Maria Eliza esclareceu que o crescimento aparente de 20% na fila de cirurgias em dois anos se deve à unificação dos sistemas de cadastro de cirurgias no Regula RN, que antes eram múltiplos e fragmentados. “Na verdade, é porque no que unificou dá a entender que está maior. Realmente, estamos conseguindo ter avanço, mas essa fila persiste por causa do grande número de cirurgias não atendidas.”

Ela citou como exemplos as cirurgias ortopédicas, cuja demanda cresce devido ao aumento de acidentes de trânsito, especialmente de motocicletas. Mesmo quando as cirurgias de urgência são realizadas, os procedimentos subsequentes se acumulam na fila, tornando-a dinâmica. “O volume não é nem tão grande, são cirurgias mais complexas, que precisam de mais investimento e profissionais especializados. É diferente, por exemplo, de uma cirurgia ginecológica para uma urológica. O valor financeiro também é mais alto e a tabela do SUS é defasada, não atraindo os profissionais”, ressalta.
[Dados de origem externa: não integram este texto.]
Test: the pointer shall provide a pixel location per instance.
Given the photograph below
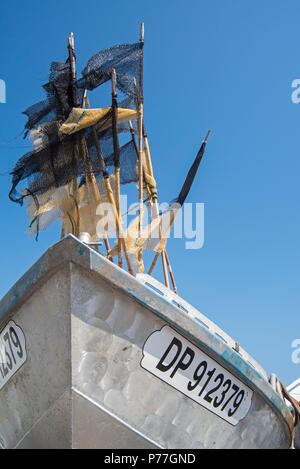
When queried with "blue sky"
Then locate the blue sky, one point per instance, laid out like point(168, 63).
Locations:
point(222, 65)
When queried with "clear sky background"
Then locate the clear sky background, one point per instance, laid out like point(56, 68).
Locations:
point(225, 65)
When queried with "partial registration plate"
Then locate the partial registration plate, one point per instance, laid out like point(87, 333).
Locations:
point(178, 362)
point(12, 352)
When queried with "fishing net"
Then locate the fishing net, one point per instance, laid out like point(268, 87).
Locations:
point(63, 94)
point(124, 58)
point(79, 212)
point(68, 151)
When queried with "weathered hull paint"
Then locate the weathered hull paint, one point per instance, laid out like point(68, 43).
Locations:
point(82, 386)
Maria Eliza detalhou que muitos procedimentos só podem ser realizados via rede privada, através de cooperativas médicas, porque os profissionais não se dispõem a fazer cirurgias complexas pelo valor do SUS. “Se eu tenho no mercado privado a condição de fazer pelo valor maior, o que é que eu vou fazer no público? Quem se prejudica são as pessoas. Temos homens vivendo com sondas, aguardando cirurgias que poderiam melhorar significativamente sua qualidade de vida”, relata.

O problema afeta também procedimentos considerados simples, como a exerese de tumor de pele que soma mais de duas mil pessoas no aguardo. “É triste, porque se você não tiver um câncer, não é atendido. O preventivo deveria ser priorizado antes do curativo”, alertou.

Segundo ela, a solução passa por melhor organização e monitoramento do fluxo de cirurgias. “Precisamos que o Estado coordene a política, avalie, realoque recursos e organize mutirões para atender essas demandas. Existe investimento federal, mas sem planejamento e ação estadual, a fila permanece”, aponta a presidente do Cosems.